# te revolution



## 50chevtk (Nov 22, 2010)

I need help my train went into a overload on my revolution i did as instructed
says to reset with 0 on the key pad but no luck.
i went as far as reprogramming the whole thing and i still get the same thing.
it will link fine untill you hit the menu button twice to bring you back to
run mode,shows link o.k. for a split second then shows overload so again hit the 0 on the keypad to clear
and it won't clear right above the pwc on the screen it shows NF what the heck is going on


----------



## Stan Cedarleaf (Jan 2, 2008)

Chev Truck, you might take this over to the Aristo Forum.









A bit more information is needed concerning the installation.


----------



## Greg Elmassian (Jan 3, 2008)

Have you double checked to be sure the overload is no longer existing? 

What was the condition that put the Revolution into overload in the first place? 

Greg


----------



## 50chevtk (Nov 22, 2010)

hey guys thanks for responding what put it in overload i had 6 cars on and it was a hot day , so i assumed it just got hot. 
the train i'm running is a c-16 so this is what i did. now i pulled the receiver out and put the12 prong plug back in 
and the train runs fine.so i'm thinking the circuit board took a crap is this possible. i think i have maybe 5 hours on this unit.


----------



## Stan Cedarleaf (Jan 2, 2008)

If you had 5 hours running, it sounds like the receiver WAS working at one time. You might try running the train without the tender shell to see if that helps. Normally, if the receiver is overheated, you would get an "OVERHEAT" warning. "OVERLOAD" is just that, you've exceed the 5-8 amp limit on the recevier, which is a protection and should "blow" the receiver. 

Might check also to see if there might be a wire crimped and causing a short on the output (motor) side. Pulling 6 cars with the C-16 shouldn't cause and overload. 

Another check would be to see if something might have wedged itself between a wheel and the gearbox case on the locomotive. At times, I've had a stick or a stone wedge itself between a wheel and the case and cause problems. And check the valve gear for binding as well.

Hope some solid answers show up for you.


----------



## Treeman (Jan 6, 2008)

I would check the voltage on the rail or battery output with no load. The problem I have seen has been related to voltage. At least that is what I have concluded.


----------



## Greg Elmassian (Jan 3, 2008)

Well, if the loco runs with the shorting plug (and it would be good to measure the current in this situation), and then with the Revo plugged in it still shows overload, then you have a damaged Revo. 

It might have slowly cooked and damaged itself over 5 hours, but seems unlikely that was the problem. It could have just failed. This is not expensive stuff, so it's not bulletproof. 

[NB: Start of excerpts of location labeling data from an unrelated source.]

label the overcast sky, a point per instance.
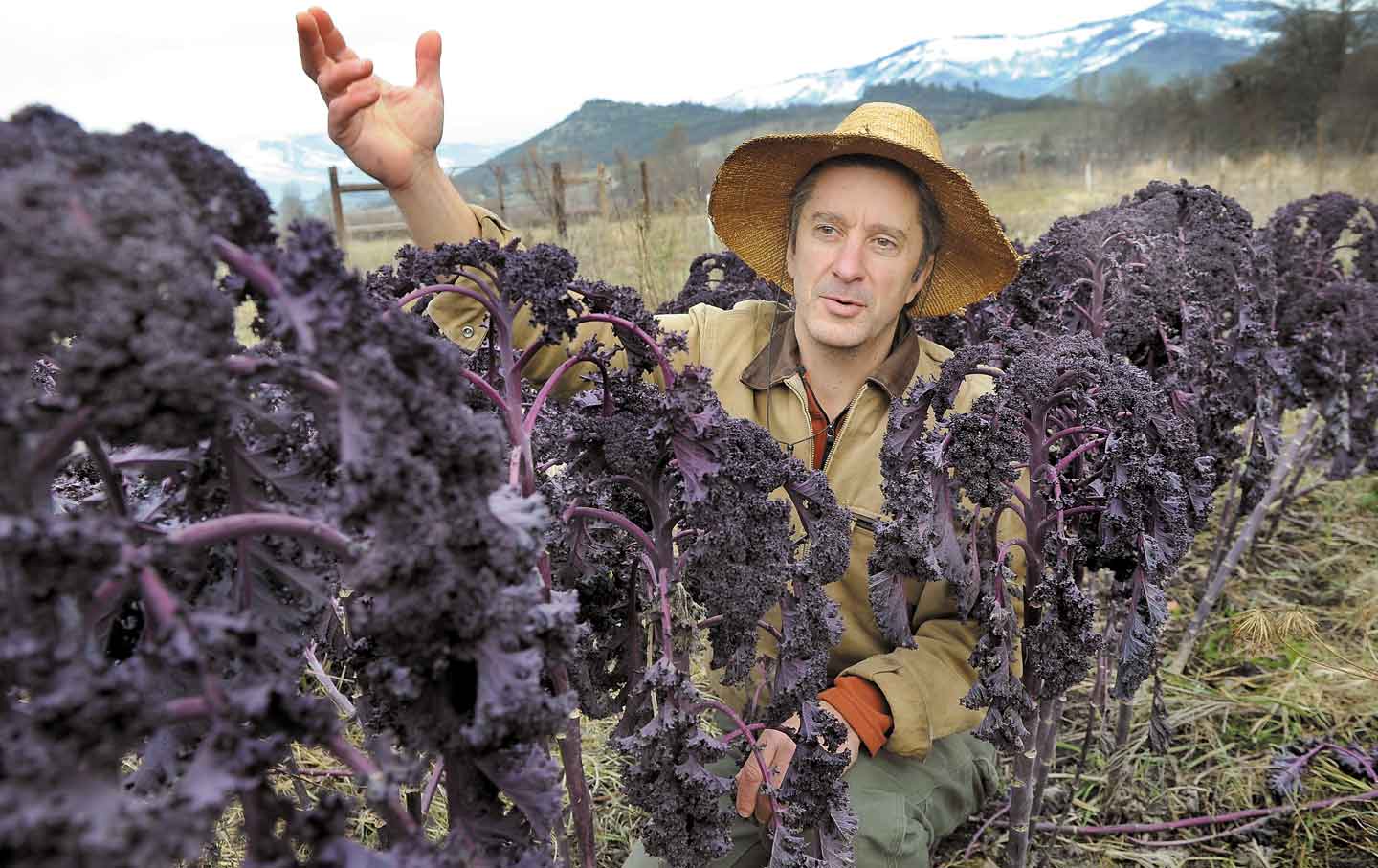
(229, 72)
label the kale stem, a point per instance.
(1143, 828)
(1067, 459)
(1242, 542)
(484, 386)
(735, 733)
(256, 272)
(432, 786)
(635, 329)
(366, 768)
(745, 729)
(244, 523)
(970, 846)
(534, 411)
(113, 484)
(572, 761)
(616, 519)
(54, 447)
(248, 366)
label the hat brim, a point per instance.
(750, 211)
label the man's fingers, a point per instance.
(344, 108)
(341, 76)
(748, 783)
(428, 62)
(331, 36)
(309, 46)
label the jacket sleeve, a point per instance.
(923, 685)
(465, 322)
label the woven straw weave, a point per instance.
(750, 204)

I'd be interested in the results of a current measurement on DC, and if putting the Revo back in still says "overload". 

Regards, Greg


----------



## Totalwrecker (Feb 26, 2009)

The C-16 runs fine as stock yet causes problems when modified.... yep sounds familiar. 
On mine I found the tender trucks were wired wrong... as if both trucks were lined up with the tangs pointing oneway and then half of the trucks were reversed under the tender.... The Aristo board cleaned it enough to run, but when I gutted the board I ran into problems. Using an R/C setup didn't tell me why... 

Use a multi-tester to trace your wires and make sure all the pickup leads are properly oriented..... 

After I redid the wiring it performed well. 

John


----------